Additionally, they said the prosecution lacks crucial evidence such as DNA, surveillance video, proof of gun ownership or anything other than vague descriptions of the suspects.
The defendants include Marcos Manuel Sanchez Torres, Juan Carlos Lozano Membreno, Traquilino Robles Morales, Juan Carlos Urbina Serrano and Luis German Mejia Orellana. The trial formally began on July 12 with evidentiary motions in Department 8 in Santa Maria’s Superior Court. Jury selection began in August and concluded earlier this month.
A second set of five defendants that includes Jose Balmore Saravia Lainez, Jose Ricardo Saravia Lainez, Jose Juan Sanchez Torres, Jose Narciso Escobar Hernandez and Olvin Serrano is being tried separately in Santa Barbara. The group is in jury selection.
The 10 defendants were split in two Dec. 20, 2019 after Superior Court Judge John McGregor ruled a fair trial couldn’t proceed with all of the defendants, their attorneys and translators packed into one courtroom.
All are accused members of MS-13, described as a violent transnational criminal organization, and part of a local clique known as Santa Maria Little Salvy. They were arrested as part of a March 2016 sting known as Operation Matador and were given numerous murder and gang conspiracy charges connected to the 10 killings. Each defendant has pleaded not guilty to all charges.
Before concluding her statements Thursday, Bramsen elaborated on the circumstances of the shootings.
One of them included the killing of 17-year-old Oscar Joaquin, who Bramsen described as a member of Santa Maria’s Northwest gang — West Park’s rival. He was allegedly armed with a bat, while his two associates, identified as Kevin Ramnarine and an unidentified John Doe male, carried machetes.
They were attacked shortly after 10 p.m. on July 28, 2015 near the intersection of West Barrett Street and Western Avenue.
Joaquin was shot multiple times and sliced with a machete, before one of his assailants completely severed his left hand, which was located on a nearby sidewalk.
The Nov. 20, 2015 shooting in the 1500 block of South Thornburg that killed 17-year-old Ulises Garcia Mendez also injured two others, including 16-year-old Gerardo Gonzalez.
Bramsen played a recording of a conversation between Gonzalez and an interviewer on the ambulance ride to the hospital.
During the interview, Gonzalez can be heard in pain but gradually calms down as EMTs treat his wounds.
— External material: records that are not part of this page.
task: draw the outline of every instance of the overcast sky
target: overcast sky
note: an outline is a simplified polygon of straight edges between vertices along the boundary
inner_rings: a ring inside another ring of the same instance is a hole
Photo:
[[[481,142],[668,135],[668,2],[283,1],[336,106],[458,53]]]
He told the interviewer they were walking home when three men walked up to them and said “what’s up” before each one pulled out a handgun.
The men, who looked like “normal guys,” began shooting, firing several bullets at Mendez, including one that struck his spinal cord, causing him to collapse and eventually die at the scene, according to Bramsen. Gonzalez was struck several times.
Attorney Chris Ames, who represents Luis German Mejia Orellana, who was charged with 41 separate counts, asked the jury members to “compartmentalize” circumstances and not let the “sheer volume” of charges influence their verdicts.
“The prosecution built their case around the association and the relationships Mr. Orellana has with the [other defendants],” Ames said, adding the prosecution’s cell phone data analysis is flawed, because it can be affected by variables such as weather, number of the towers and volume of calls in a geographical area. “I’m going to show you just how just how unreliable cell [data] is.”
The trial resumes on Nov. 29 in Department 8 of Superior Court in Santa Maria.